The company projected the health law would reduce full-year earnings by about 35 cents and revenue by $350 million to $400 million. Lilly took a one-time tax charge of $85.1 million in the quarter associated with a prescription drug subsidy of its retiree health plan, and also said it raised the forecast for the underlying business by 10 cents on the lower end of its projected range and 5 cents on the top end, partially offsetting the effects from the overhaul.
Lilly said today that the revenue reduction from the health-care legislation will grow to $600 million to $700 million in 2011 when additional provisions kick in.
Lilly rose 4 cents, or less than 1 percent, to $36.58 at 4:15 p.m. in New York Stock Exchange composite trading. The shares have gained 2.4 percent in 2010, after falling 11 percent last year for the worst performance in the Standard & Poor’s 500 Pharmaceuticals Index of 11 companies.
Research and development costs rose 9.7 percent to $1.04 billion, or 19 percent of revenue, driven mostly by higher expenses for late-stage clinical trials, the company said. Lilly also reported a 6 percent increase in marketing, selling and administrative costs, to $1.61 billion, because of higher expenses outside the U.S. and the impact of foreign exchange rates. Cost of sales increased 37 percent to $1.12 billion.
The company also reported a first-quarter tax rate of 26.9 percent, an increase from 22 percent a year earlier. Tony Butler, an analyst at Barclays Capital, estimated 23.5 percent.
Revenue rose 8.7 percent to $5.49 billion, falling short of 12 analysts’ average projection of $5.59 billion. Sales were boosted by Zyprexa, Lilly’s top-selling drug; Cymbalta, its second-best seller, for depression; and the cancer medicine Alimta. Patents on Zyprexa and Cymbalta expire in 2011 and 2013, respectively, and Butler, who is based in New York, said he doesn’t expect Lilly to make up for looming sales declines with new products.
“Lilly’s large pipeline, most of which will deliver post- 2012, will not offset the revenue loss expected from a rapid succession of patent expirations,” Butler, who has a “neutral” rating on Lilly shares, wrote in an note to clients on April 12. “More significant steps, such as acquisitions of risk appropriate, late-stage assets, would need to be taken to truly change Lilly’s long-term outlook.”
Zyprexa sales rose 8 percent to $1.22 billion, while Cymbalta revenue gained 13 percent to $803.2 million. Sales of Alimta grew 57 percent to $527.4 million. The impotence pill Cialis had revenue increase 14 percent to $408.3 million, while the insulin Humalog saw sales rise 12 percent to $506.4 million.
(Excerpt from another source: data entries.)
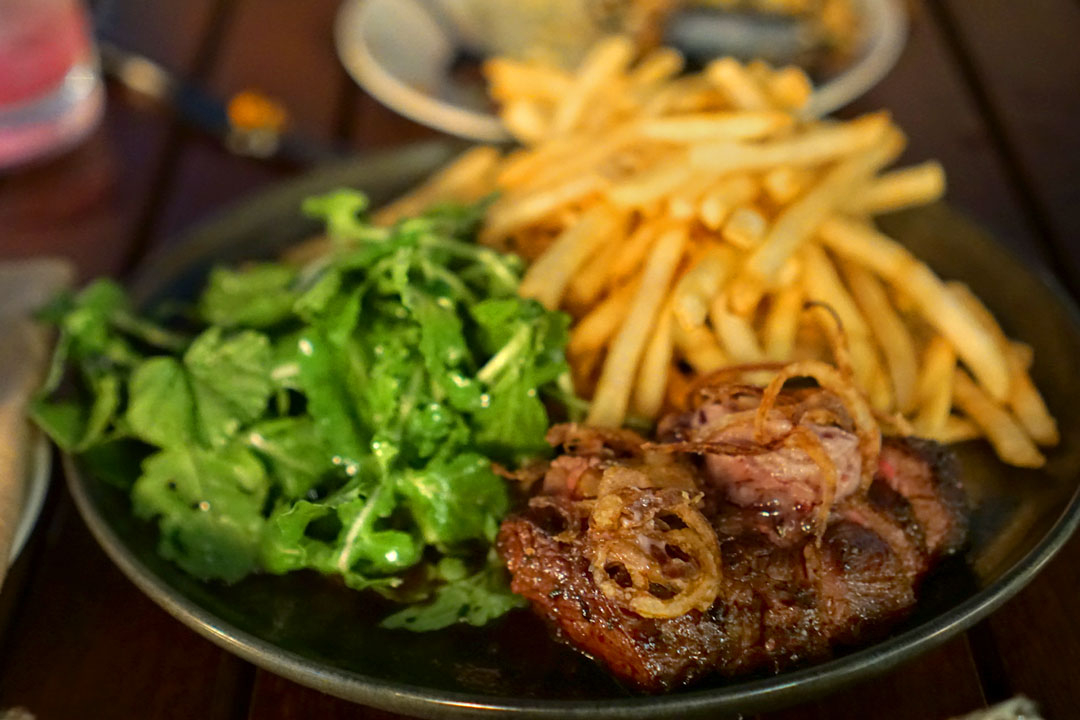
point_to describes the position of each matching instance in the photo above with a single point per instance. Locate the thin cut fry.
(594, 330)
(799, 220)
(457, 180)
(889, 329)
(934, 391)
(605, 60)
(699, 348)
(1007, 435)
(656, 363)
(608, 408)
(692, 127)
(782, 322)
(888, 258)
(813, 147)
(734, 333)
(917, 185)
(548, 277)
(730, 77)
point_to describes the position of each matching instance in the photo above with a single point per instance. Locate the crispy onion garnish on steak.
(831, 379)
(653, 552)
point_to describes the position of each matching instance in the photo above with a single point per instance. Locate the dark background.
(990, 87)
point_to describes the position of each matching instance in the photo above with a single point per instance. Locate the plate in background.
(400, 53)
(322, 635)
(39, 466)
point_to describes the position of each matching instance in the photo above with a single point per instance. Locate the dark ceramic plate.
(324, 636)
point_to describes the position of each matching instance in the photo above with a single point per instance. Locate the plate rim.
(887, 19)
(750, 696)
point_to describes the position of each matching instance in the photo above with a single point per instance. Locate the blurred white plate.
(39, 466)
(399, 52)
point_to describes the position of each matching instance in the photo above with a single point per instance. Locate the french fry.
(608, 407)
(700, 284)
(781, 323)
(699, 348)
(956, 430)
(745, 228)
(606, 59)
(790, 87)
(526, 120)
(917, 185)
(717, 203)
(893, 262)
(460, 179)
(740, 87)
(1023, 397)
(797, 222)
(783, 184)
(1027, 403)
(656, 364)
(934, 390)
(1003, 432)
(547, 279)
(596, 328)
(595, 274)
(659, 65)
(634, 250)
(650, 185)
(736, 334)
(509, 80)
(888, 328)
(693, 127)
(509, 214)
(813, 147)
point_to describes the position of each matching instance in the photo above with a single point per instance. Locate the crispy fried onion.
(828, 378)
(653, 552)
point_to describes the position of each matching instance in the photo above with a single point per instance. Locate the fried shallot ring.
(653, 552)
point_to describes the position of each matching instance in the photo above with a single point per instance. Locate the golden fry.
(547, 279)
(656, 364)
(893, 262)
(1004, 433)
(902, 188)
(934, 391)
(608, 407)
(888, 328)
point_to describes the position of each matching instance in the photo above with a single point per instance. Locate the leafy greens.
(340, 417)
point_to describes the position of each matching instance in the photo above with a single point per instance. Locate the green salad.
(341, 417)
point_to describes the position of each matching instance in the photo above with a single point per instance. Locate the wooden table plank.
(1024, 59)
(91, 644)
(928, 97)
(904, 694)
(295, 65)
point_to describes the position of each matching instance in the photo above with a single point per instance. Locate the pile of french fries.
(686, 220)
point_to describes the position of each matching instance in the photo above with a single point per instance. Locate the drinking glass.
(51, 93)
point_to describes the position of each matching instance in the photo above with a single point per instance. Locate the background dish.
(40, 464)
(418, 79)
(294, 625)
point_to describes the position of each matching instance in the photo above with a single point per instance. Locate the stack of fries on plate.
(686, 220)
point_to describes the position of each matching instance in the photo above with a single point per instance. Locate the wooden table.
(990, 87)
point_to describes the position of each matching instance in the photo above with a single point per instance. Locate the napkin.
(25, 286)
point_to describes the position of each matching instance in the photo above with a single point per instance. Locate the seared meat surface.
(774, 601)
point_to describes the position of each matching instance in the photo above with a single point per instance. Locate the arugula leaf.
(230, 381)
(340, 417)
(476, 599)
(208, 506)
(258, 296)
(456, 500)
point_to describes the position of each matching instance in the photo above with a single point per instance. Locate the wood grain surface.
(988, 87)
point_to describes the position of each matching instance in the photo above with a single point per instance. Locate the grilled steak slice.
(779, 603)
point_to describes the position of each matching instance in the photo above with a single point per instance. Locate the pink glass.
(51, 91)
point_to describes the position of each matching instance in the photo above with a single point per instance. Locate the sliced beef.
(782, 480)
(779, 603)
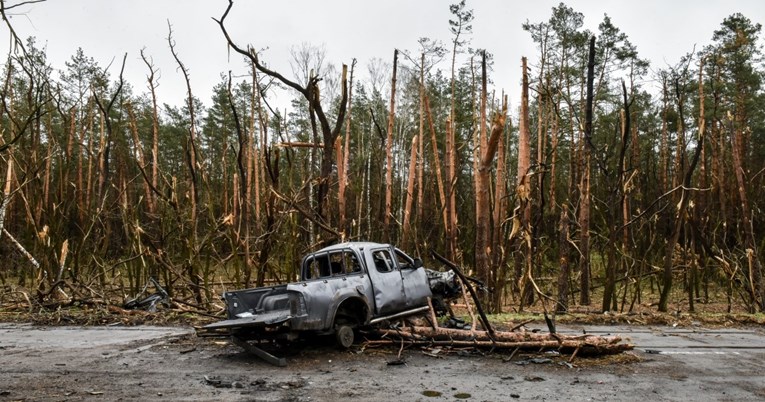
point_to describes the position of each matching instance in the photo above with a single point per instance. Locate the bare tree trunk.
(154, 133)
(389, 150)
(684, 200)
(524, 193)
(437, 167)
(499, 214)
(451, 179)
(421, 150)
(664, 146)
(191, 164)
(563, 259)
(343, 160)
(757, 289)
(410, 192)
(584, 199)
(139, 151)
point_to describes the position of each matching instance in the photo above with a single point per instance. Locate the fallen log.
(579, 344)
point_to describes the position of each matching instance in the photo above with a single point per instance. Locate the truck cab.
(342, 287)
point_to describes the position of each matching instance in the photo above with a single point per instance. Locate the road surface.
(153, 363)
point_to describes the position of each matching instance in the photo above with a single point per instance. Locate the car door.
(387, 281)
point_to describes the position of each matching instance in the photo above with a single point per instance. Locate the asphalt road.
(151, 363)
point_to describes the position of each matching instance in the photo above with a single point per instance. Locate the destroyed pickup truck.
(342, 287)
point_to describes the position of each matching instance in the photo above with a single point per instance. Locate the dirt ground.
(171, 363)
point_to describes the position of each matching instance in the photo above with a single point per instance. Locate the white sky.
(662, 30)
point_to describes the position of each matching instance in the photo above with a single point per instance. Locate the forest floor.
(112, 354)
(42, 363)
(98, 351)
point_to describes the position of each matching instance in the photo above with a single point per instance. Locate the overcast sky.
(662, 30)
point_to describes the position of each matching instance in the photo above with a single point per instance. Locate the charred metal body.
(342, 287)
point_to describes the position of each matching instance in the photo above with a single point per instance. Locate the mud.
(156, 363)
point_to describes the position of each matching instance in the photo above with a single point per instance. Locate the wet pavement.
(154, 363)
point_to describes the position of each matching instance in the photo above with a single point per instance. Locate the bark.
(421, 150)
(410, 192)
(389, 150)
(757, 290)
(483, 245)
(154, 132)
(191, 164)
(139, 151)
(437, 166)
(311, 93)
(618, 207)
(523, 258)
(682, 212)
(343, 160)
(508, 340)
(584, 198)
(499, 214)
(563, 260)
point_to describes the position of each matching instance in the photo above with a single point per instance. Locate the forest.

The blood thinner Effient, a new product Lilly developed with Tokyo-based Daiichi Sankyo Co., had sales of $8.8 million, missing Butler’s $26 million estimate.
“Effient’s launch has been relatively unimpressive,” said Fernandez of Leerink Swann.
Approval of a new product, a once-weekly version of the diabetes drug Byetta, was delayed in the first quarter as the U.S. Food and Drug Administration asked for clarification of manufacturing processes, labeling and a risk-management plan. Lilly and its partners on the medicine today said they plan to submit a response to the FDA this week. The company also submitted the drug, called Bydureon, for review in Europe.
Butler said he expects the medicine to gain clearance in this year’s second half. Lilly markets Byetta outside the U.S., and co-markets it in the U.S. with San Diego-based Amylin Pharmaceuticals Inc. The drug was developed by Amylin, and the technology enabling it to be used in a longer-acting form came from Alkermes Inc., based in Waltham, Massachusetts.